6. Riwayat psikososial
Rasa gatal dapat pula disebabkan oeh factor psikologik seperti stress yang
berlebihan dalam keluarga atau lingkungan kerja. Pruritus menimbulkan gangguan
rasa nyaman dan perubahan integritas kulit. Rasa gatal yang hebat akan
mengganggu penampilan pasien.
B. Diagnose Keperawatan
1. Pruritus berhubungan dengan erupsi dermal.
2. Kerusakan integritas kulit berhubungan dengan lesi dan respon peradangan.
3. Resiko tinggi terjadinya gangguan konsep diri/body image berhubungan
dengan perubahan fisik dan respon orang lain.
4. Perubahan kenyamanan berhubungan dengan terjadinya lesi / erupsi dermal.
C. Intervensi Keperawatan
1. Pruritus berhubungan dengan erupsi dermal.
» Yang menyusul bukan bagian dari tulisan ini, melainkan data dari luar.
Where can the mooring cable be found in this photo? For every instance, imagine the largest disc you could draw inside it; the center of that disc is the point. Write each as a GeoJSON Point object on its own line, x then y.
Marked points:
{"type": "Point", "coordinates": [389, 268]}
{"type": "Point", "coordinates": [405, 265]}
Tujuan : Setelah dilakukan asuhan keperawatan selama 3x24 jam rasa gatal
berkurang/hilang.
Kriteria hasil : Erupsi dermal yang terjadi dapat diatasi.
Intervensi :
a. Observasi intensitas gatal dan perluasan kulit.
b. Jaga kebersihan kulit.
c. Gunakan air hangat untuk mandi.
d. Anjurkan untuk tidak menggaruk saat gatal jika terpaksa ingin menggaruk,
menggunakan telapak tangan saat menggaruk.
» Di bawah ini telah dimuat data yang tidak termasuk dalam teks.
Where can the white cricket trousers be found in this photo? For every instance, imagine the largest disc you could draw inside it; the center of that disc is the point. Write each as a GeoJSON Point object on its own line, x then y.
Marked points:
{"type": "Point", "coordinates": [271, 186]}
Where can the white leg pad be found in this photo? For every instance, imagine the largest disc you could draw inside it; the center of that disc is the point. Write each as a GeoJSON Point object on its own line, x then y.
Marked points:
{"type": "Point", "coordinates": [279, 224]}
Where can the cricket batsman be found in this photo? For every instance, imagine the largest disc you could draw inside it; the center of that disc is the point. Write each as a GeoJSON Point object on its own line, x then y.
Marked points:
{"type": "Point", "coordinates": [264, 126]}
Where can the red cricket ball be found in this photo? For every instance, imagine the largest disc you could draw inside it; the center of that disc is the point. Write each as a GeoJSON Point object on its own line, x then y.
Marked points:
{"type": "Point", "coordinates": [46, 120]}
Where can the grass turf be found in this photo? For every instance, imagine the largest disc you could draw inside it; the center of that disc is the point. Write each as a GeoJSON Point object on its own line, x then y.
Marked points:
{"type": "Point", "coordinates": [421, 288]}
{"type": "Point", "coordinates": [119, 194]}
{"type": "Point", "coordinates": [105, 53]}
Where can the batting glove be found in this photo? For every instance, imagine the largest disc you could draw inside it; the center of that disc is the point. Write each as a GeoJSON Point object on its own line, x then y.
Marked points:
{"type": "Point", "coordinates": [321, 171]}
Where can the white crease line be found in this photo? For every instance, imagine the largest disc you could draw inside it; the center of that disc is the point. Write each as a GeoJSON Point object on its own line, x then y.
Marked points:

e. Kolaborasi dengan dokter dalam pemberian antihistamin.
2. Kerusakan integritas kulit berhubungan dengan lesi dan respon peradangan.
Tujuan : Setelah dilakukan asuhan keperawatan selama 3x24 jam integritas kulit
kembali normal.
Kriteria hasil : lesi dan peradangan dapat teratasi.
Intervensi :
a. Beri pelembab.
b. Gunakan handuk yang lembut saat mengeringkan tubuh.
c. Anjurkan untuk tidak menggaruk saat gatal jika terpaksa ingin menggaruk,
menggunakan telapak tangan saat menggaruk.
BAB IV
PENUTUP
A. Kesimpulan
Pruritus adalah sensasi kulit yang iritatif dan ditandai oleh rasa gatal, serta
menimbulkan rangsangan untuk menggaruk. Pruritus dapat disebabkan oleh
berbagai macam gangguan. Secara umum, penyebab pruritus dapat
diklasifikasikan menjadi lima golongan : Pruritus local, Gangguan sistemik,
Gangguan pada kulit, Pajanan terhadap factor tertentu, dan Hormonal.
Penatalaksanaan pruritus sangat bergantung pada penyebab rasa gatal itu sendiri.
Sementara pemeriksaan untuk mencari penyebab pruritus dilakukan, terdapat
beberapa cara untuk mengatasi rasa gatal sehingga menimbulkan perasaan lega
pada penderita, yaitu : Pengobatan topical dan Pengobatan dengan medikasi oral.
B. Saran
1. Higiene yang baik, hentikan konsumsi obat bebas.
2. Bilas daerah perianal dengan air hangat kuku kemudian dikeringkan dengan
kapas, atau menggunakan tissu yang sudah dibasahi untuk membersihkan bekas
defekasi.
3. Hindari mandi rendam dalam air yang terlalu panas dan tidak memakai
larutan busa sabun, natrium biakrbonat, sabun deterjen, karena akan memperburuk
kekeringan kulit.
4. Hindari pakaian dalam dari bahan sintetik, supaya kulit tetap kering.
5. Hindari anestesi lokal karena efek elergen.
DAFTAR PUSTAKA
Djuanda, Adhi. 2005. Ilmu Penyakit Kulit dan Kelamin, Penerbit : Balai Penerbit
FK UI, Jakarta.
Doengoes, Marilynn. 2000. Rencana Asuhan Keperawatan. EGC: Jakarta.
Dorland, W. A. Newman. 2002. Kamus Kedokteran. EGC: Jakarta.